I am using Xenu's Link Sleuth (PageRank 7) to generate a list of URLs for a drupal site (and also find all the broken links). I am migrating a site to Drupal CMS and need to map the old URLs to the new URLs using a 301 redirect to move over all the SEO ranking values to the new URLs. Using Xenu's Link Sleuth has always been helpful but I was really surprised when I saw hundreds upon hundreds of URLs that are dynamically generated by Drupal.

Is there anyway to get a shorter list of the URL for 301 redirect purposes. I know I could use URL alias to list all the aliased URLs but that would not catch all the non-aliased paths.

All the best,
Guy Saban

Login to post comments

Sitemaps

J. Cohen's picture
J. Cohen - Fri, 2009-06-05 00:34

I use this tool:
http://www.auditmypc.com/free-sitemap-generator.asp

It obeys robots.txt if you want it to, and exports to spreadsheet. You can then select the column of URLs, paste into a text editor like Vim or Notepad++ and run macros on it to format the URLs how you want them.

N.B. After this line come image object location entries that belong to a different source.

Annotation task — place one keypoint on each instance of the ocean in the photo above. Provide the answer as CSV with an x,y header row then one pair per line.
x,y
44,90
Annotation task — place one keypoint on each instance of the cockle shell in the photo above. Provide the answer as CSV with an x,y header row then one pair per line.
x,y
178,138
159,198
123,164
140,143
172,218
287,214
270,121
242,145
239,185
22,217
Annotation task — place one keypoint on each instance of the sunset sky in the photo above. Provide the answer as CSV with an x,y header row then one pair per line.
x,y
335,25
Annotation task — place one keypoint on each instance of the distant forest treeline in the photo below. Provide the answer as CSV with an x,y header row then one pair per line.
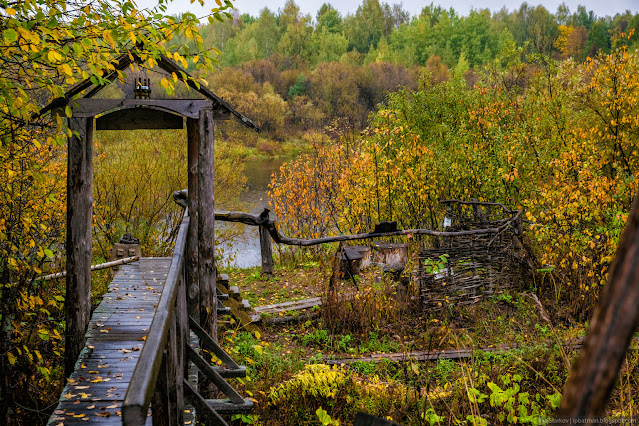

EDIT: if you want to get rid of certain types of URLs run the text file of URLs through grep -v. See these tutorials for some more info on grep:
http://tips.webdesign10.com/a-grep-tutorial
http://tips.webdesign10.com/extracting-search-engine-hits-from-log-files

Example - to get rid of all URLs with ampersands in them you should be able to do something like this on the list of URLs:
grep -v '&' url_list.txt >new_url_list.txt

--
My Drupal Tutorials


Thanks for the info. much

guysaban - Mon, 2009-06-08 12:14

Thanks for the info. much appreciated.